Aunque no fue ese viraje de timón personal lo que más me chocó de mi segunda estancia larga en el Reino Unido, sino el hecho de que, veinte años después, el Estado del bienestar hiciera aguas por todas partes. Seguramente porque en España la situación había mejorado mucho, me pareció que la atención sanitaria palidecía ante la andaluza, el metro de Londres era una carraca comparado con el de Madrid y, en general, los servicios públicos británicos se habían quedado atrás. Para mí, Gran Bretaña funcionó como una especie de laboratorio temporal que ejemplifica como el abandono del sector público tiene efectos inmediatos en la calidad de vida del común de los ciudadanos.Ese puede ser el motivo del porqué, cuando se nos machaca con mensajes triunfalistas desde todas las esferas públicas, sean estas del color que se quiera, los acoja con desconfianza. Pues, de acuerdo con las estadísticas, declaraciones y demás, yo vivo en el país con mayor crecimiento económico de la Unión Europea, dentro de una comunidad autónoma que avanza, en una provincia que lidera los rankings y dentro de una ciudad que, de acuerdo con la versión oficial, va como una moto.

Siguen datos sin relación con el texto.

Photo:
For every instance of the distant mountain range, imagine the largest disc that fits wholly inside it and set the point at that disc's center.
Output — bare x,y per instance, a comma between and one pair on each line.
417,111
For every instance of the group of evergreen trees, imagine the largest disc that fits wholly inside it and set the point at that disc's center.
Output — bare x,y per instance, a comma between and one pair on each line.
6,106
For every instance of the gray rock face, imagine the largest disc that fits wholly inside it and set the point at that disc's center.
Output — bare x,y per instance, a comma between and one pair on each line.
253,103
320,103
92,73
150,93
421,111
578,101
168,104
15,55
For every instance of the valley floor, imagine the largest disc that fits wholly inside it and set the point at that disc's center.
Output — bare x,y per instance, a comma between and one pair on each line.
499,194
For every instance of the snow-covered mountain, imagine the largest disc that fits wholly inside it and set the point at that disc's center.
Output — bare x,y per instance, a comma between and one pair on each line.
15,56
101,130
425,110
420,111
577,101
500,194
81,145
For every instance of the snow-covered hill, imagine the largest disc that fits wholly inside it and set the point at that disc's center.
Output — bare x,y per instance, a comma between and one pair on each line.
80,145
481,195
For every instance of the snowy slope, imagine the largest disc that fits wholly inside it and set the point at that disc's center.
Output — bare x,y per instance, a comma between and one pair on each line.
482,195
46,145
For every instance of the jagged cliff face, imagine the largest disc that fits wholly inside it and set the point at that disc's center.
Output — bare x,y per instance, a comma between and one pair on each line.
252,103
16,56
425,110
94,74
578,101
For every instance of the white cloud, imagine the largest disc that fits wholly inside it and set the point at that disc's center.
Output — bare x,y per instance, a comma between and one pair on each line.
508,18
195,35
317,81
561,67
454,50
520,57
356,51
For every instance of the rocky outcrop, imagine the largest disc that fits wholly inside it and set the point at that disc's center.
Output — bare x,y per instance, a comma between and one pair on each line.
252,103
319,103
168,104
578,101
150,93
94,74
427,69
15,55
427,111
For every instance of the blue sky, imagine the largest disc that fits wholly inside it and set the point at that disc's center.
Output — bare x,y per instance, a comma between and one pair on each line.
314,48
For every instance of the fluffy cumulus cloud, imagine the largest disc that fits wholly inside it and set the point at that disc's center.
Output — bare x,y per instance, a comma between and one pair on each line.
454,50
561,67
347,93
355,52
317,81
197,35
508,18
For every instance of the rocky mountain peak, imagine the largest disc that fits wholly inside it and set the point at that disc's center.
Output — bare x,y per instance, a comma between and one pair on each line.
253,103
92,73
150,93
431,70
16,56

A pesar de este bombardeo de discursos, fotos sonrientes y toda la demás parafernalia de comunicación social, la realidad que me rodea es que mi padre está pendiente de resolución de dependencia desde hace años, mi octogenaria madre tiene que someterse a largas colas en la medicina pública, mi hijo mayor lucha para solventar los problemas de acceso a la vivienda y mi hija menor recurre a BlaBlaCar o autobús nocturno porque no hay servicio ferroviario con Madrid digno de tal nombre. Y, para rematar a gol, pago como el resto de vecinos astronómicas tarifas de agua, debido a que, por falta de una ordenación del territorio digna de tal nombre en época de sequía estructural, los almerienses dependemos para sobrevivir de un agua desalada que hay que pagar a precio de oro entre todos.
En resumen, que por muchas fotos que se hagan nuestros líderes, el Estado del bienestar que un día disfrutamos está pasando a mejor vida a marchas forzadas, por lo que esto pinta que vamos hacia un sálvese quien económicamente pueda.
Ahora bien, mientras hay vida hay esperanza. Por ello, me congratulo de que el último Premio Nacional de Narrativa lo haya recibido un almeriense de adopción el cual, con una obra de gran calidad y originalidad, como quinto hijo de una familia obrera, es una muestra viva de que invertir en el sector público termina siendo un buen negocio para todos.